The beginning of the end of such censorship came with a 1952 Supreme Court decision that reversed the 1915 ruling and granted movies First Amendment protection. Simultaneously with these legal developments, Hollywood changed from making mostly family-oriented films to producing more "adult"-themed movies about alcoholics, drug addicts, police brutality, the death penalty, sexual promiscuity, etc. As Hollywood made increasingly frank films on formerly taboo subjects, the studio's agency responsible for reviewing scripts and finished films on moral grounds (the Production Code Administration) became obsolete. The PCA was scrapped in 1966.

Enter the ratings system, created in 1968 and sponsored by the Motion Picture Producers' Association's leader Jack Valenti, who still heads this industry group. Admittedly the ratings system has not worked perfectly. Filmmakers protest that it infringes on their freedom of expression because it forces them to make cuts to obtain ratings desirable for strong box office. On occasion, major distributors have dropped films rather than release them branded NC-17 (as with Universal-owned October Films and Todd Solondz's Happiness last spring).

Parents have been outraged over what they consider inappropriate material in a particular category. For example, the MPPA had to create the PG-13 category after Steven Spielberg's PG-rated Indiana Jones and the Temple of Doom explicitly showed a beating heart pulled from a victim's body.

The most pertinent criticism of the ratings system is that its board members have been more puritanical about labeling sexual frankness and surprisingly tolerant of violence. In other words, a scene with a hint or brief glimpse of female frontal nudity was more likely to earn an R rating than a scene of machine-gun killings.

If this double standard persists, it is because the ratings system reflects our broader culture. With every decade we've become less sensitive to movie violence, and I believe this is the case in part because, surprisingly enough, we now appreciate a film's style regardless of its content.

Until the late 1950s and early 1960s, American critics and audiences admired films with serious content from Hollywood or from abroad. It was only in the 1960s that Americans came to appreciate films that might be entertaining but extremely stylish and to give films like Alfred Hitchcock's Psycho the critical appreciation usually reserved for puzzling foreign films or Hollywood "message" movies. Today one can appreciate the Wachowski brothers' Matrix as an extremely entertaining, violent, sci-fi action film that is extremely stylish, hip and ironic; 30 or 40 years ago it would have been dismissed as well-made but mindless fun.

It makes more sense, I believe, to recognize these aspects of our movie culture-as viewers, we have learned not to take any of it too seriously. We've become so attentive to how Scream reinvents the slasher film with homages to Halloween that we don't stop to consider what is actually on the screen. Our children are learning to do the same-and now the violence at Columbine and Heritage high schools has forced us to think twice about the violent content of our mass media and video entertainment.

We cannot expect the ratings system always to capture the nuances, ironies and other subtleties of a film's general tone.

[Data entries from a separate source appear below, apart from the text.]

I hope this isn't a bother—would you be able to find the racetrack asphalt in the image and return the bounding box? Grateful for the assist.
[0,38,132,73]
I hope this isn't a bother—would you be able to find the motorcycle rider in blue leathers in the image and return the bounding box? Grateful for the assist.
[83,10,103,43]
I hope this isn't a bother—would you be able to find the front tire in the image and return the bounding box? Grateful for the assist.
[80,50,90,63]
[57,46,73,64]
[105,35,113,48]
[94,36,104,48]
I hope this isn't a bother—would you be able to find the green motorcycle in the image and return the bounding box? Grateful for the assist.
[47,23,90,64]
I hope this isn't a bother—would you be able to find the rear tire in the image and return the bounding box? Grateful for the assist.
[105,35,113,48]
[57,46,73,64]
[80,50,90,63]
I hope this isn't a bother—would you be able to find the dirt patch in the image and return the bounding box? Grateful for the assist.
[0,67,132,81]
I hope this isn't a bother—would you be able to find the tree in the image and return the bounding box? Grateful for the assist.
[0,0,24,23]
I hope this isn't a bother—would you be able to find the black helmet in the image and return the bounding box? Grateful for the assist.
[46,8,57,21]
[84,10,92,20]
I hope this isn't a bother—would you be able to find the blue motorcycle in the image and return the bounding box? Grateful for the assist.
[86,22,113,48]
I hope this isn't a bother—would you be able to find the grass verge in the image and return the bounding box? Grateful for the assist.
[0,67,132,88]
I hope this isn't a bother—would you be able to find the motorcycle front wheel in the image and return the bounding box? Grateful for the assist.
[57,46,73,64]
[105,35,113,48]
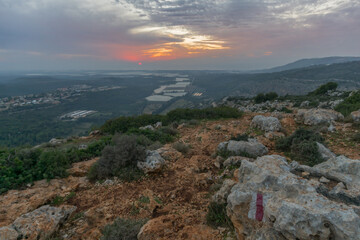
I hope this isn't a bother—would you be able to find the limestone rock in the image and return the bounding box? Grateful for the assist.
[223,156,255,167]
[0,205,76,240]
[227,155,360,239]
[350,109,360,122]
[316,142,336,161]
[319,176,330,183]
[211,179,236,204]
[218,139,268,157]
[297,109,344,125]
[0,227,20,240]
[251,115,281,132]
[137,151,165,173]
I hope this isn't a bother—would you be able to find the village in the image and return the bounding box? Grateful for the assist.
[0,84,124,111]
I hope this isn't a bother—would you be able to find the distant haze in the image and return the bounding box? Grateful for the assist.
[0,0,360,71]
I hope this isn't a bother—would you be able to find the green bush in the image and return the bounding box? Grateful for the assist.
[352,133,360,143]
[167,107,242,122]
[206,202,233,229]
[230,133,249,142]
[254,92,278,103]
[100,107,242,134]
[127,128,174,144]
[100,218,147,240]
[308,82,338,96]
[0,137,111,194]
[88,135,146,181]
[335,91,360,117]
[276,129,324,166]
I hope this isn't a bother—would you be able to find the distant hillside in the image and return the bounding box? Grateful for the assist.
[254,57,360,73]
[194,61,360,98]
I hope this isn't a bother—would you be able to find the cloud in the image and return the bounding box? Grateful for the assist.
[0,0,360,69]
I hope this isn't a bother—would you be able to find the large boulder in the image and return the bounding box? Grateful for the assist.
[217,139,268,157]
[0,226,20,240]
[227,155,360,240]
[297,109,344,125]
[137,150,165,173]
[350,110,360,122]
[0,205,76,240]
[251,115,281,132]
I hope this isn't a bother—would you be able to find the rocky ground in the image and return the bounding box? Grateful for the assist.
[0,109,360,240]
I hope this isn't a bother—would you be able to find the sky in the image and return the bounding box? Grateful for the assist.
[0,0,360,71]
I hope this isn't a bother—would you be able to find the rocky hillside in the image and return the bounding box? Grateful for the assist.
[0,86,360,240]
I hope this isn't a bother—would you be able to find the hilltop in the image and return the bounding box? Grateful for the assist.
[253,57,360,73]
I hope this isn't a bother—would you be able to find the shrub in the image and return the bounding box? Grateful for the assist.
[172,142,190,154]
[352,133,360,143]
[0,137,111,194]
[167,107,242,122]
[335,91,360,117]
[254,92,278,103]
[100,218,147,240]
[159,127,179,136]
[276,129,324,166]
[88,135,146,181]
[127,128,174,144]
[281,107,293,113]
[230,133,249,142]
[206,202,233,229]
[308,82,338,96]
[100,107,242,134]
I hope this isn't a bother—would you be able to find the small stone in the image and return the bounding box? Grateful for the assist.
[319,177,330,183]
[301,172,310,178]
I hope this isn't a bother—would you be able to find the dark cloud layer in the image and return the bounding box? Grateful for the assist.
[0,0,360,70]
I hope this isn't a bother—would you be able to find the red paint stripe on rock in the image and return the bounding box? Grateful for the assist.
[255,193,264,221]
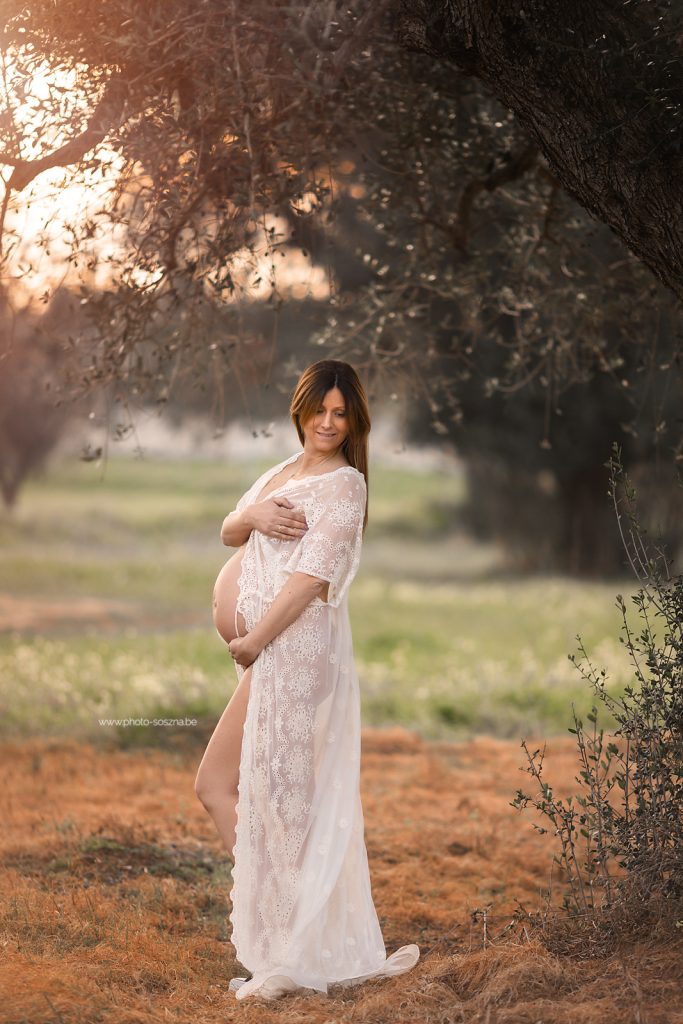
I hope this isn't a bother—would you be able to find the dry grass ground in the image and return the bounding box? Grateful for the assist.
[0,730,683,1024]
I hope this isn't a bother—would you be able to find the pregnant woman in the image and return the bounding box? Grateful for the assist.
[196,359,419,999]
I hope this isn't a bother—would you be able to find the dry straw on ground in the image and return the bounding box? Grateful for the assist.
[0,730,683,1024]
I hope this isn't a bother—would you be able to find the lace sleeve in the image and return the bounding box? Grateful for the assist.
[285,471,367,607]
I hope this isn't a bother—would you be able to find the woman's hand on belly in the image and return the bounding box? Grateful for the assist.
[227,633,263,669]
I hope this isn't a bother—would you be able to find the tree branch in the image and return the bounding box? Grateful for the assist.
[0,76,127,191]
[394,0,683,298]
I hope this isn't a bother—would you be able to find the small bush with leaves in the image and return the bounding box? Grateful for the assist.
[512,444,683,921]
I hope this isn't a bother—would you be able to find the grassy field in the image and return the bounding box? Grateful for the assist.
[0,457,632,742]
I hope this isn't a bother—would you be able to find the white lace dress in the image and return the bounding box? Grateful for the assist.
[229,452,419,999]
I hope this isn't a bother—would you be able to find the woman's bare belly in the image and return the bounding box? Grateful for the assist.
[213,544,247,643]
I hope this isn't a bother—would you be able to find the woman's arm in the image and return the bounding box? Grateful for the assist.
[220,498,307,548]
[228,572,329,668]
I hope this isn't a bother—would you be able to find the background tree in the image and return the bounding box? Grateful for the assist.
[0,0,682,560]
[0,293,79,509]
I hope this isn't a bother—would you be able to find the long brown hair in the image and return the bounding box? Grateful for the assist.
[290,359,371,531]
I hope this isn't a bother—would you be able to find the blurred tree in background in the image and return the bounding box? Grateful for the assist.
[0,292,79,509]
[0,0,683,571]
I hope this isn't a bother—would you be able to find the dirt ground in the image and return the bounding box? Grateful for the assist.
[0,730,683,1024]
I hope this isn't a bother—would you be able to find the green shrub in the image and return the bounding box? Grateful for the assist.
[512,445,683,923]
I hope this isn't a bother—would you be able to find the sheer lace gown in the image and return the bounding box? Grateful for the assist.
[229,453,419,999]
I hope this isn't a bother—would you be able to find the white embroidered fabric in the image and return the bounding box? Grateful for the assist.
[229,452,420,999]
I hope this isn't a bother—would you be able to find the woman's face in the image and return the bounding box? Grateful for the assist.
[301,387,348,455]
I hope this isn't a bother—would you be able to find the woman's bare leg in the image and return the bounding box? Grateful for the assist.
[195,666,252,858]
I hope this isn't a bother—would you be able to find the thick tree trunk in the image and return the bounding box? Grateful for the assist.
[396,0,683,298]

It cannot distinguish a violent critique of America like Oliver Stone's Natural Born Killers from the average slasher film (nor can many viewers).

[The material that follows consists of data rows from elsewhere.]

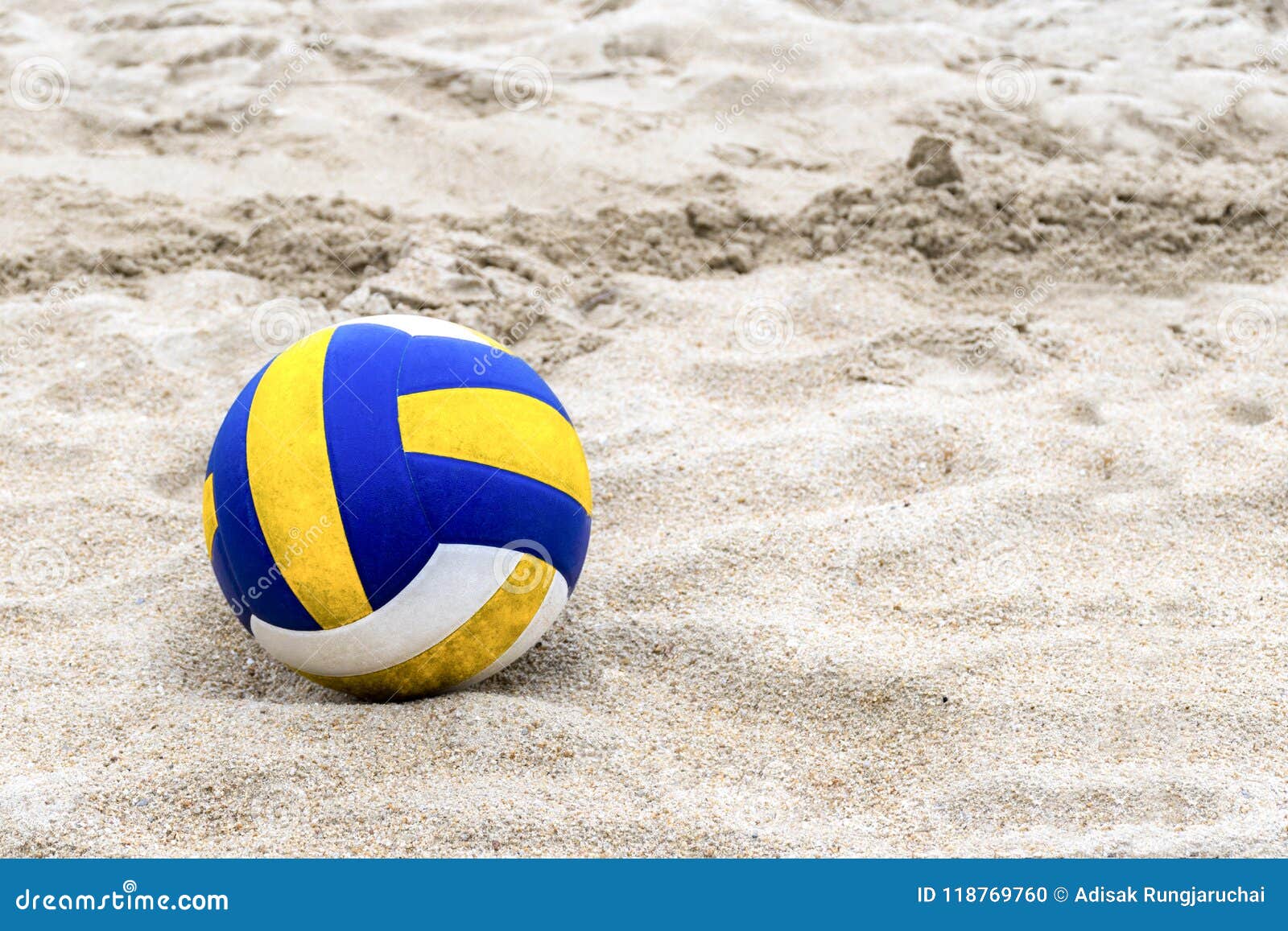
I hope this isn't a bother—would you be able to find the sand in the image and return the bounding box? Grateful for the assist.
[0,0,1288,856]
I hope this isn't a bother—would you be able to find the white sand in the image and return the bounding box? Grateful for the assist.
[0,0,1288,855]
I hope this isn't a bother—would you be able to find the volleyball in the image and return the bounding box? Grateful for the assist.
[202,314,591,701]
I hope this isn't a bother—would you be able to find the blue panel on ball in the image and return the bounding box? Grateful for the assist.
[210,530,250,630]
[322,323,436,609]
[407,453,590,592]
[398,336,568,420]
[208,365,320,631]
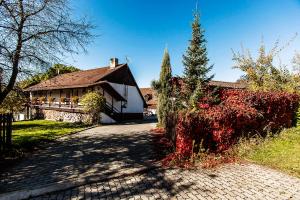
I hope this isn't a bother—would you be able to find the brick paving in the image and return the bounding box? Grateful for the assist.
[0,121,300,200]
[29,164,300,200]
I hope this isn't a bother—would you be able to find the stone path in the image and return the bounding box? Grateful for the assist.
[29,164,300,200]
[0,123,300,200]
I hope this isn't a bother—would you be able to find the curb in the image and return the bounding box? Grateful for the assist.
[0,165,160,200]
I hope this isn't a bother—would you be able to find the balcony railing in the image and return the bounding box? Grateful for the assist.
[30,98,82,109]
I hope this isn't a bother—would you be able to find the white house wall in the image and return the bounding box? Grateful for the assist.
[109,83,144,113]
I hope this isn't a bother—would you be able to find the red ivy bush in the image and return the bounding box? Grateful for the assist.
[176,90,299,157]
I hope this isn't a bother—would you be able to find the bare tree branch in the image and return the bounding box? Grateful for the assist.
[0,0,93,104]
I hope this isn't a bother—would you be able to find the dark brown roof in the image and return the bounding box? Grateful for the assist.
[140,88,157,109]
[25,64,126,91]
[208,81,247,89]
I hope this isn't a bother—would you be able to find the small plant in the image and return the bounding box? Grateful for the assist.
[60,97,66,103]
[31,97,39,105]
[71,96,79,105]
[48,97,55,104]
[81,92,106,123]
[40,97,46,103]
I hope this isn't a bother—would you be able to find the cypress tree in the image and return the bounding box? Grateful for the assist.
[152,49,172,127]
[183,12,214,106]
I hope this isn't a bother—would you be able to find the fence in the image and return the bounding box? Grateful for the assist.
[0,114,12,152]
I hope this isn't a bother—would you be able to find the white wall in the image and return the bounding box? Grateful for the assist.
[109,83,144,113]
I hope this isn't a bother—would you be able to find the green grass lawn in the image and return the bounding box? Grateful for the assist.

The ratings system also cannot please everyone because not everyone agrees on what is objectionable for kids of a certain age. When my older son was 11, my wife and I were appalled to learn that some of his friends had been allowed to see The Silence of the Lambs.

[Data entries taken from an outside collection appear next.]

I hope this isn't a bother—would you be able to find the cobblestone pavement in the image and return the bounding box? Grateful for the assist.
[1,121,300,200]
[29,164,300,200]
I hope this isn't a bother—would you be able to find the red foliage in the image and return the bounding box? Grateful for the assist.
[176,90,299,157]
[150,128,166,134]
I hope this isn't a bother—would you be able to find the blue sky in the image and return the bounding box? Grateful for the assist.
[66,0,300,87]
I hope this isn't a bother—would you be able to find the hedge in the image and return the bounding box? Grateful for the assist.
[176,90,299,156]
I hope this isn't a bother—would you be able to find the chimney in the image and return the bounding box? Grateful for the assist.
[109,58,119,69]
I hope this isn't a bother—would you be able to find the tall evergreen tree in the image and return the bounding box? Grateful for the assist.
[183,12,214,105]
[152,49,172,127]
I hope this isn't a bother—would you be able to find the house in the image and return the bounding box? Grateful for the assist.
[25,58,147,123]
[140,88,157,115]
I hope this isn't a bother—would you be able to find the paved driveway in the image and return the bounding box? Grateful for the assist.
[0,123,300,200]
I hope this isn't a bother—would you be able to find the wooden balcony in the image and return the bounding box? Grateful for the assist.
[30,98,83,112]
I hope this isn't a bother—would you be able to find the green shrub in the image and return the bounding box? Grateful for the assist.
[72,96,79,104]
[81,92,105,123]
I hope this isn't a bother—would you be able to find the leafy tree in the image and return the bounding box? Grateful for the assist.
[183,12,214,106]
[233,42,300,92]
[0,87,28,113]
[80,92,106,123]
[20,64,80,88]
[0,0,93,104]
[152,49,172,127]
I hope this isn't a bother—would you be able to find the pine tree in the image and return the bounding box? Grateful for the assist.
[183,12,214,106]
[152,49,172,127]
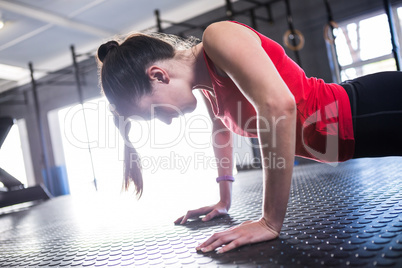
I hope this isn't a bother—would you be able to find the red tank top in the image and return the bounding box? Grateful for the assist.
[203,22,354,162]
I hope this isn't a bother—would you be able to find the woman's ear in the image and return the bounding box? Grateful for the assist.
[147,65,170,84]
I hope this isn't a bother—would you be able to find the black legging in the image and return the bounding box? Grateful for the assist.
[341,72,402,158]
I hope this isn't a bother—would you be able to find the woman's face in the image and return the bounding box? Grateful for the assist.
[133,79,197,125]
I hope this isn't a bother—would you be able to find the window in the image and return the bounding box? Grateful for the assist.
[0,119,33,187]
[334,7,402,81]
[55,94,217,197]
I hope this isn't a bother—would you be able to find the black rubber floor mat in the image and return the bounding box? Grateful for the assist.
[0,158,402,267]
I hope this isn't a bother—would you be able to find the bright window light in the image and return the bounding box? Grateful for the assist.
[0,64,29,81]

So I would argue that we are still better off with the ratings system than without it. In my experience, the ratings are reasonable and appropriate more often than not. Moreover, enforcing the R rating at movie theaters is not censorship, pure and simple. And even if ratings cannot register nuances of meaning, even if the motivations for the policy are cynical, that does not invalidate the results-one of which could be that we watch more R-rated films with our children and talk about them afterwards.